Upon termination, all escrowed funds will be settled or returned in accordance with the Conditions of Release and the applicable Escrow Agreement. Where a dispute prevents release, the Company will retain the funds until the dispute is resolved in accordance with clause 6.
Termination does not affect any rights or obligations that have accrued prior to the date of termination. Clauses relating to liability, data protection, governing law, and complaints handling survive termination.
14. Amendments
The Company reserves the right to amend these Terms at any time. Material amendments will be notified to the Customer by email or through the Platform at least 30 days prior to the amendments taking effect.
Amendments required to comply with a change in applicable law or regulation may take effect with shorter notice where the Company is required by law to implement them without delay. The Company will provide as much notice as is reasonably practicable in such circumstances.
Continued use of the services following the effective date of an amendment constitutes acceptance of the amended Terms. If the Customer does not accept the amended Terms, they must notify the Company in writing before the effective date and may terminate the relationship in accordance with clause 13.
15. Governing Law and Jurisdiction
These Terms are governed by and construed in accordance with the laws of the Republic of Cyprus. Any dispute arising out of or in connection with these Terms, including disputes relating to their existence, validity, or termination, shall be subject to the exclusive jurisdiction of the courts of Cyprus.
Nothing in this clause limits the Customer’s statutory rights, including any right to escalate complaints to CySEC, the Central Bank of Cyprus, or other competent regulatory authorities as set out in clause 11.
16. General Provisions
• Severability: if any provision of these Terms is found to be invalid or unenforceable, the remaining provisions will continue in full force.

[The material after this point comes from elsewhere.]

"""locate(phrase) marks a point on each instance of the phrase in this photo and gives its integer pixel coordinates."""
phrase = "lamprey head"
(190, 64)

• Entire Agreement: these Terms, together with any applicable Service Agreement and Escrow Agreement, constitute the entire agreement between the parties in respect of the subject matter and supersede all prior representations and arrangements.
• Waiver: failure by the Company to enforce any provision of these Terms does not constitute a waiver of the right to enforce it in future.

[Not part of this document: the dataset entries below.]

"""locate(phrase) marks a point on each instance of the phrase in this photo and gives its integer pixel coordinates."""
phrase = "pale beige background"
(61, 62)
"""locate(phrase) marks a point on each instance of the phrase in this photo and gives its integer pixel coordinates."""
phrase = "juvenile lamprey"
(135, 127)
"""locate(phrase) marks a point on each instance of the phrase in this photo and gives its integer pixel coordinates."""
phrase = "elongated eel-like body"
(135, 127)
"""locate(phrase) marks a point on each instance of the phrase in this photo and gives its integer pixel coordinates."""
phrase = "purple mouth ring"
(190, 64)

• Assignment: the Customer may not assign or transfer any rights or obligations under these Terms without the prior written consent of the Company. The Company may assign its rights and obligations in connection with any corporate restructuring or regulatory transfer, subject to giving reasonable notice.
• Force Majeure: the Company shall not be liable for any failure or delay in performance caused by circumstances beyond its reasonable control, including acts of God, government action, banking system failures, or cyber-incidents, provided it takes reasonable steps to mitigate the impact and notifies the Customer promptly.